Hellcall Desktop Preview

Features

  • Voice-Activated Macros: Trigger custom key sequences using your microphone.
  • Configurable Recognizer: Adjust VAD (Voice Activity Detection) silence duration and chunk times for optimal responsiveness.
  • Advanced Key Presser: Fine-tune key release intervals, inter-key intervals, and initial wait times.
  • Customizable Triggers & Macros: Define specific hit-words, grammars, and shortcuts to trigger sequences. You can also assign custom audio feedback (e.g., normal_reply.wav).
  • Vision-Based OCC: Utilize an experimental "One-Click Completion" (OCC) vision module to automatically recognize game states via YOLO computer vision and trigger stratagems instantly.
  • Modern UI: Built with React 19, Tailwind CSS 4, and Radix UI primitives. It features a sleek, game-inspired dark theme and a drag-and-drop interface for sorting your macros.
  • Localization: Multi-language support (English and Chinese) powered by react-i18next.

Tech Stack

  • Frontend: React 19, Vite, TypeScript, Tailwind CSS 4, Zustand (State Management), @dnd-kit (Drag and Drop), Radix UI.
  • Backend/Desktop Framework: Tauri 2.0, Rust.
  • Voice Engine: Integrated Vosk speech recognition engine.
  • Computer Vision: High-performance YOLO inference powered by ONNX Runtime (ort) with CUDA hardware acceleration support.

Prerequisites

  • Node.js (v18+)
  • Rust (Latest stable toolchain)
  • Bun (or your preferred Node package manager)

Model Setup

Hellcall now downloads speech and vision model assets at runtime into the application's writable data directory.

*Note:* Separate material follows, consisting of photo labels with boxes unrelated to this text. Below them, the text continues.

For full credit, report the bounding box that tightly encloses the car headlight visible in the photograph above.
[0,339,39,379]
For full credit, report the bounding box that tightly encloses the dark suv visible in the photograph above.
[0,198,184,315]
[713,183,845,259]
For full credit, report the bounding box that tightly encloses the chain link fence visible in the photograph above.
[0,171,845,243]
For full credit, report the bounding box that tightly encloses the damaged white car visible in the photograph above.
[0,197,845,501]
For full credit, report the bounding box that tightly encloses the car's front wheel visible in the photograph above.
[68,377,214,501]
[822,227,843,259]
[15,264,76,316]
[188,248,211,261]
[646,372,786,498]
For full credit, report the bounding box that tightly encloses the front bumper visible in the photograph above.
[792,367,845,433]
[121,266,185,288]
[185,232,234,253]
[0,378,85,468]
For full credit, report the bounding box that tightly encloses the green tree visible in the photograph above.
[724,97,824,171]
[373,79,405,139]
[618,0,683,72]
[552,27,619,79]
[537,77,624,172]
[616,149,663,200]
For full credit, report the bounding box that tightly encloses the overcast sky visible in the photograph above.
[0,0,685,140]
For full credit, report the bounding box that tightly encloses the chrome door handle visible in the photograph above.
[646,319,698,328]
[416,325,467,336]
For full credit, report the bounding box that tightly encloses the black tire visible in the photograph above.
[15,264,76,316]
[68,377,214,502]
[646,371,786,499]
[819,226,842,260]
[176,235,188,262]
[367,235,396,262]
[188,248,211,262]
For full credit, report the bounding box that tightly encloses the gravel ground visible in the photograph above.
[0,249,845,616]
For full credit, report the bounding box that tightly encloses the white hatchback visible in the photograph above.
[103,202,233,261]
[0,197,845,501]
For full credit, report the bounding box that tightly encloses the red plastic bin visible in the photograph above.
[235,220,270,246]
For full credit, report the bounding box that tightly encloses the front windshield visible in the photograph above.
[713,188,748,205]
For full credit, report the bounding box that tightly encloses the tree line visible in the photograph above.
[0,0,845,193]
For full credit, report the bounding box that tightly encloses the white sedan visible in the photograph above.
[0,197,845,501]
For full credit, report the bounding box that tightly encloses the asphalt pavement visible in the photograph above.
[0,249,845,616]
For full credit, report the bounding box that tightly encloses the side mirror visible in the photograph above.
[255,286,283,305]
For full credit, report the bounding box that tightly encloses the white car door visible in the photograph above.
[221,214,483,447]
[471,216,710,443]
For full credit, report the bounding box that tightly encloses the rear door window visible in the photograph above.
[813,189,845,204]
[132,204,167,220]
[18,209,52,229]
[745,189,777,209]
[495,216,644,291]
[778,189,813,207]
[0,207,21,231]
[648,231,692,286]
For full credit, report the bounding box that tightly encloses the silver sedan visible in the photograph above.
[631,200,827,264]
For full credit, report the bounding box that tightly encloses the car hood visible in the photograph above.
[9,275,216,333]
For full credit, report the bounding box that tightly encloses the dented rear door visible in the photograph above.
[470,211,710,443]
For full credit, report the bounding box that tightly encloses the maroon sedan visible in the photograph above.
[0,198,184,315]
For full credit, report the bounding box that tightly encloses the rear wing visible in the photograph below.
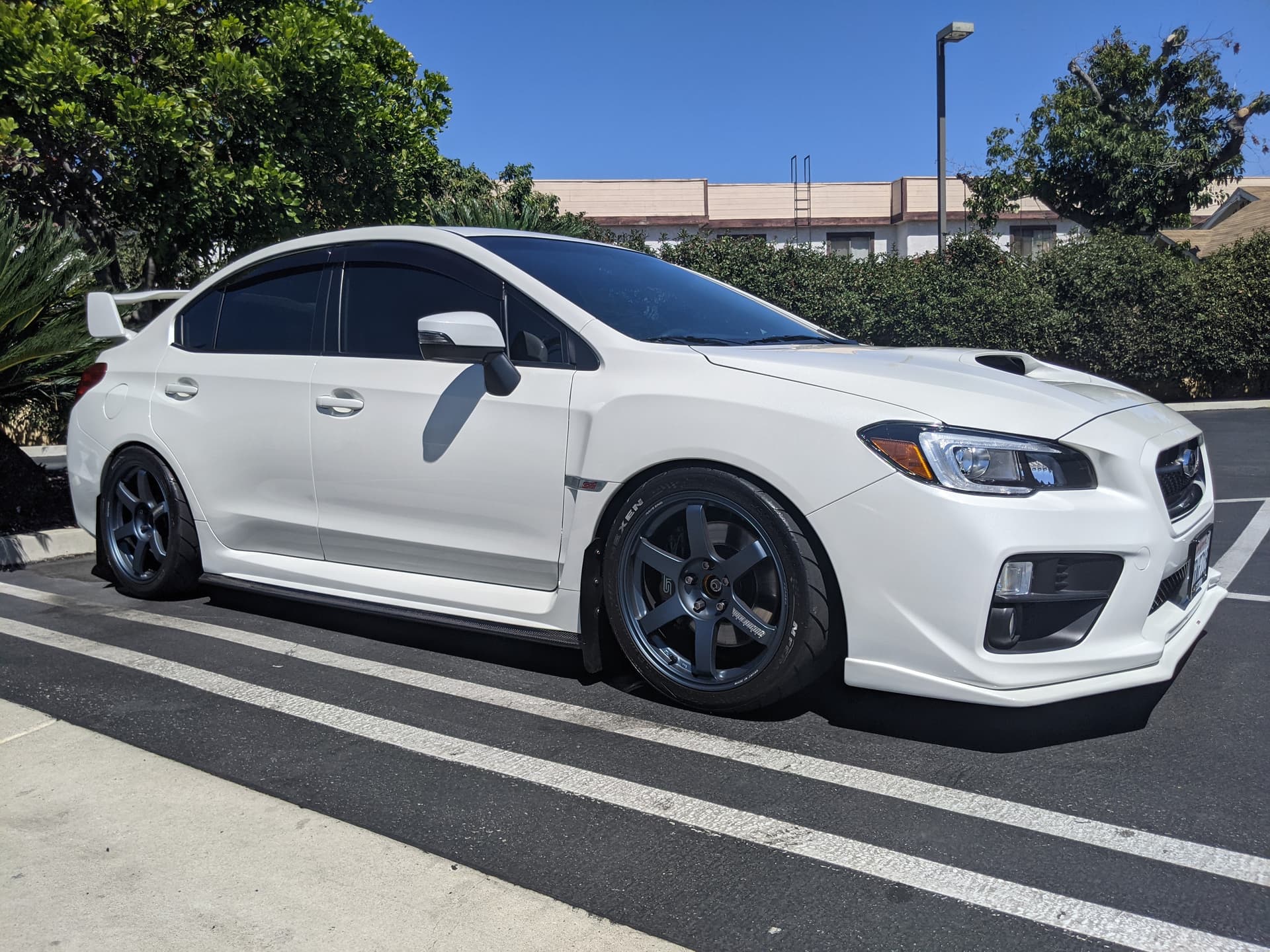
[87,288,188,340]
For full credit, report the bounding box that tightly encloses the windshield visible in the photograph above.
[471,235,843,345]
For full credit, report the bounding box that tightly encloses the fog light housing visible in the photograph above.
[986,606,1019,651]
[983,552,1124,654]
[997,560,1033,598]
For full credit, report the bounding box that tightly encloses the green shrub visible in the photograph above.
[0,204,104,439]
[660,231,1270,400]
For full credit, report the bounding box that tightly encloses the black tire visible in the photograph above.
[97,447,203,599]
[603,467,838,712]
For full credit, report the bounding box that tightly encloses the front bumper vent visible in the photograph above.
[1151,565,1189,612]
[1156,436,1204,522]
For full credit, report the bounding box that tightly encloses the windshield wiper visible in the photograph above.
[642,334,741,346]
[745,334,847,344]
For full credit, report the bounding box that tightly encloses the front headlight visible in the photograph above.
[860,422,1097,496]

You no longer need to manually unpack model files into the repo before using the app.

  1. Native Vosk Library (src-tauri/lib): Download the precompiled libvosk library for your operating system (Windows/macOS/Linux) from the Vosk Releases page. Extract the files and place the dynamic library (for example .dll, .dylib, or .so) inside src-tauri/lib/.

  2. Vosk Speech Models: Open Global Settings in the app, choose a Vosk model, and click Download Model.

    • Use a small Vosk model such as vosk-model-small-en-us-0.15 or vosk-model-small-cn-0.22.
    • Downloaded Vosk assets are stored under the app's local data directory at models/vosk/<model-id>/.
  3. Vision / OCC Model (Optional): The YOLO .onnx model used by OCC can also be downloaded from Global Settings.

    • The file is stored under the app's local data directory at models/vision/.

Getting Started

  1. Clone the repository:

    git clone https://github.com/LyceumHewun/hellcall-desktop.git
    cd hellcall-desktop
  2. Install frontend dependencies:

    bun install

    (Alternatively, use npm install, yarn, or pnpm install)

  3. Run in development mode:

    bun tauri dev

    This command starts the Vite development server and launches the Tauri window. After the app opens, download the Vosk model you want from Global Settings before enabling Voice Link.

  4. Build for production:

    bun tauri build

    The final executable bundle will be compiled into src-tauri/target/release/.

Directory Structure

  • /src - React frontend code (UI components, Views, Zustand store, Types).
  • /src-tauri - Rust backend, Tauri configuration, native plugins, and bundled runtime dependencies (such as audio assets and the native Vosk library).
  • /src/store - Zustand store (configStore.ts) for managing global state and interacting with the Rust backend.
  • /src/app/views - Core views including Macros, Global Settings, Key Bindings, and Logs.

Configuration

Settings are managed seamlessly and saved locally via Tauri's application data directory. A config.toml file is automatically generated to store:

  • Voice Recognition tuning
  • Key simulation timings
  • Trigger word logic
  • Complete list of saved command macros

Downloaded model assets are also stored in the app's local data directory rather than in the installation folder, so they remain writable after packaging.

License

This project is licensed under the MIT License.